Issuer-by-issuer behavior. Chase typically requires account closure for the full hardship program but offers short-term payment deferrals without closure. Capital One has a similar structure. Discover has been more flexible historically and sometimes preserves account access at a reduced credit limit. Amex hardship programs almost always close the account or substantially reduce the credit limit.

How to ask. When calling, specifically request: "What hardship programs do you offer that allow me to keep using the account? I am not looking to close the card permanently." The rep may offer a short-term payment deferral or a fee waiver as the no-closure option. If the rep insists that any hardship program closes the card, the next-best move is to evaluate whether you actually need to keep the card open.

Why you might not want to keep it open. Closing the card during hardship is often a feature, not a bug. The temptation to use the card is one of the main reasons hardship programs fail. A closed account with a structured payoff plan is more likely to actually pay off than an open account with reduced terms.

Credit-score impact of closure.
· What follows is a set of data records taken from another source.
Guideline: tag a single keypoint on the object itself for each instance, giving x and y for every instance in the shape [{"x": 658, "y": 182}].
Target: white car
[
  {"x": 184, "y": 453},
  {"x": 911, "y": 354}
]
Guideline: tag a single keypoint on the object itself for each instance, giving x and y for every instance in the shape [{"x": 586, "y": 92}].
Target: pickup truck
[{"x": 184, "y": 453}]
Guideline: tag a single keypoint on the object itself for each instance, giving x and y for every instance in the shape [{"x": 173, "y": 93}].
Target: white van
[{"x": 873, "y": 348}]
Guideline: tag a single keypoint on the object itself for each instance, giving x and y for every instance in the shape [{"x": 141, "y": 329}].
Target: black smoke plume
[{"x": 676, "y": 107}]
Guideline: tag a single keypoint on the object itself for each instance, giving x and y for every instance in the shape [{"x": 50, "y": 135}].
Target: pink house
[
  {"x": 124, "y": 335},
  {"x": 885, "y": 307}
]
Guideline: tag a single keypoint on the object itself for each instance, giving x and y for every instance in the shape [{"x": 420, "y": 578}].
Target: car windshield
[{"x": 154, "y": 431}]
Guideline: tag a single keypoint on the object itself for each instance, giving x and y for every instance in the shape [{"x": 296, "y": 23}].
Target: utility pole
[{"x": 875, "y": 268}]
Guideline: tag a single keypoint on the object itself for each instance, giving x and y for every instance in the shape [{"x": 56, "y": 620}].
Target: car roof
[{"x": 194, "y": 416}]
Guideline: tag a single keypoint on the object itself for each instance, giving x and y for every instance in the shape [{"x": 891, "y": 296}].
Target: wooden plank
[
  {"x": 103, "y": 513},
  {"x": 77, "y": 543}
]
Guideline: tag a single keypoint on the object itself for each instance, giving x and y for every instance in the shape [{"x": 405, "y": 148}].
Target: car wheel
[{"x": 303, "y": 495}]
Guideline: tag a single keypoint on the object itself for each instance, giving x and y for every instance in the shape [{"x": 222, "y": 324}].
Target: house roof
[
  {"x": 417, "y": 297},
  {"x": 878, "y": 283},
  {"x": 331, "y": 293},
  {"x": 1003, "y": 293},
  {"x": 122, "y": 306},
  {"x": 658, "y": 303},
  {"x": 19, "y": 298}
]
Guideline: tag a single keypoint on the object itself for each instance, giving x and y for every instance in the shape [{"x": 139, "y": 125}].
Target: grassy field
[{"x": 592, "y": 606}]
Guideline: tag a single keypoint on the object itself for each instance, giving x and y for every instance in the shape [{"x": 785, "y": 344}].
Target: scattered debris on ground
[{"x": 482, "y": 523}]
Closing one card during hardship typically drops your score 10-30 points temporarily. The drop comes from reduced available credit (higher utilization on remaining cards) and the lost positive trade line eventually. The score recovers within 3-6 months as you pay down balances.

Alternative: ask for a permanent APR reduction without hardship label. If you are not actually in distress but want a lower rate, call and ask for a routine APR reduction. This does not require account closure, does not require disclosure of hardship, and typically yields a 2-5 percentage point reduction for 6-12 months. About 65% of cardholders who ask succeed.

If hardship is structural. If your cash flow problem is going to last more than a few months, a debt management plan through a nonprofit credit counselor consolidates all unsecured debt into one payment at 6%-9% APR. The DMP closes the cards (you cannot use them during the plan) but offers better terms than most issuer hardship programs and is designed for multi-year recovery rather than 6-12 month relief.